Life is so bored here as everywhere ha' :(

Vu~ Quo^'c Hu`ng wrote:

> Sorry ca'c ba'c, ho^m qua tui ngoi la^u tren truong ne^n me^.t va`
> viet nha^`m 15 coins tha`nh 13 coins. De^~ hieu la` khi puzzle of 12
> coins co' lo+`i giai thi` 13 coins cu~ng co'.

> Khi bo.n to^i ddo^' nhau ba`i 112 coins, to^i co' anh ba.n chi? ra
> ca'ch so sa'nh 5-5 o+? ngay la^`n dda^`u, neu le^.ch ca^n ha('n
> va^~n ti`m ra lo+`i gia?i !?, => bai` to'an co' lo+`i gia?i cho ca? 
> truong ho+.p 15 coins !! Nhu+ng to^i k0 nho+' ha('n ca^n nhu+ the^'
> na`o vi` qua' la^u roi.

> Ba'c na`o co' y' gi` hay khi so sa'nh 5-5 ?

Consider the problem of n coins numbered. We will write down the
results of the three weightings as a triple like this:

	<?, ?, ?>

Where each slot can be either e(qual), l(ighter), or h(eavier). The
number of all possible triples is 3x3x3 = 27.

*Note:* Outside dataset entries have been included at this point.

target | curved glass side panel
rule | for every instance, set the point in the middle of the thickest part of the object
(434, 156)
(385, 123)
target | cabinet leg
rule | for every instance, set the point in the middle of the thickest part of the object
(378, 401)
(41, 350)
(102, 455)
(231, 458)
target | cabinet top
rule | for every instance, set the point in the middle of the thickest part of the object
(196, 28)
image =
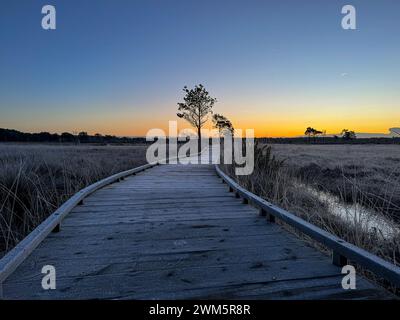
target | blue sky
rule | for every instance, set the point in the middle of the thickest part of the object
(278, 66)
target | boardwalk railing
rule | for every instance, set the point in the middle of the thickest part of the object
(342, 251)
(18, 254)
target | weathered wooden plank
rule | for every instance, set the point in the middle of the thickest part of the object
(175, 232)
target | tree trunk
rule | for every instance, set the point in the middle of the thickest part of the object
(199, 139)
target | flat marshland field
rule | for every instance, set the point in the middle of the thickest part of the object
(350, 190)
(364, 174)
(35, 179)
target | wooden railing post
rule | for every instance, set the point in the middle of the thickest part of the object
(57, 228)
(338, 259)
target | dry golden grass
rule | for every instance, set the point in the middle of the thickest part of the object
(36, 179)
(366, 174)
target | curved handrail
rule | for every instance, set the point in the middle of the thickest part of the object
(22, 250)
(18, 254)
(341, 250)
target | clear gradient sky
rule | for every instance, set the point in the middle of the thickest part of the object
(119, 66)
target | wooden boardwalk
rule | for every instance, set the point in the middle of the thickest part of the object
(175, 232)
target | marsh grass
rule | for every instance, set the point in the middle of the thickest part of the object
(292, 177)
(36, 179)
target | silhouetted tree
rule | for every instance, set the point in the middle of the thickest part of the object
(67, 137)
(348, 134)
(83, 136)
(196, 107)
(311, 132)
(223, 124)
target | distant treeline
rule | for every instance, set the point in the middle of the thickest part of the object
(9, 135)
(330, 140)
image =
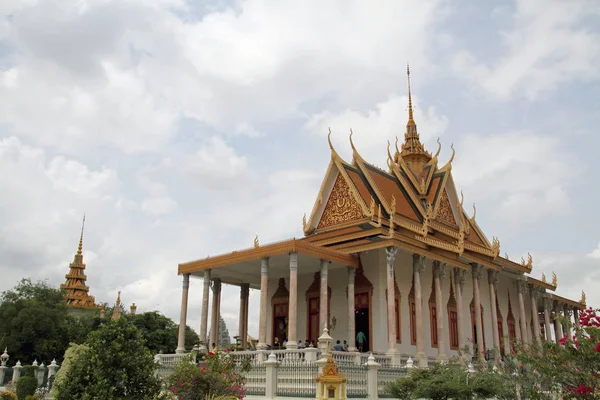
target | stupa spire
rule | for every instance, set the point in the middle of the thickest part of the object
(80, 248)
(76, 291)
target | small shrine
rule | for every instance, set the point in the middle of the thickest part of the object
(330, 384)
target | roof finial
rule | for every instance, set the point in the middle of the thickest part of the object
(410, 115)
(80, 248)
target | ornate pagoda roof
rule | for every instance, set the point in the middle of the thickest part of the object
(76, 291)
(414, 202)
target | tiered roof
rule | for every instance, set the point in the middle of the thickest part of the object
(76, 291)
(414, 204)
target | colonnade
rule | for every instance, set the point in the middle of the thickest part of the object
(440, 271)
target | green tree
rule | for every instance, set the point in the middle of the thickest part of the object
(570, 367)
(116, 365)
(36, 323)
(160, 332)
(452, 381)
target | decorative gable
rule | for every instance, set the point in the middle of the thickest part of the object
(445, 213)
(341, 206)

If from a triple we can state a coin is the fake, then we also can
state that the fake is lighter or heavier than a genuine if the triple
isn't <e, e, e>.  Because it is only information one based on, a
triple can lead to at most one statement (which coin is the fake and
about its weight if possible). One can see that for n coins problem
there are either 2n or 2(n - 1) + 1 different possible statements,
depend on the triple <e, e, e> in use or not.  In either case we have:

	2n - 1 <= 27

or

	n <= 14

We can repeat this argument to show that 14 coins problem is
unsolvable by a similar scheme of resolution [VQH]. It seems actually
unsolvable but a subtler proof may be required.

Needless to say no man can solve 15 coins problem.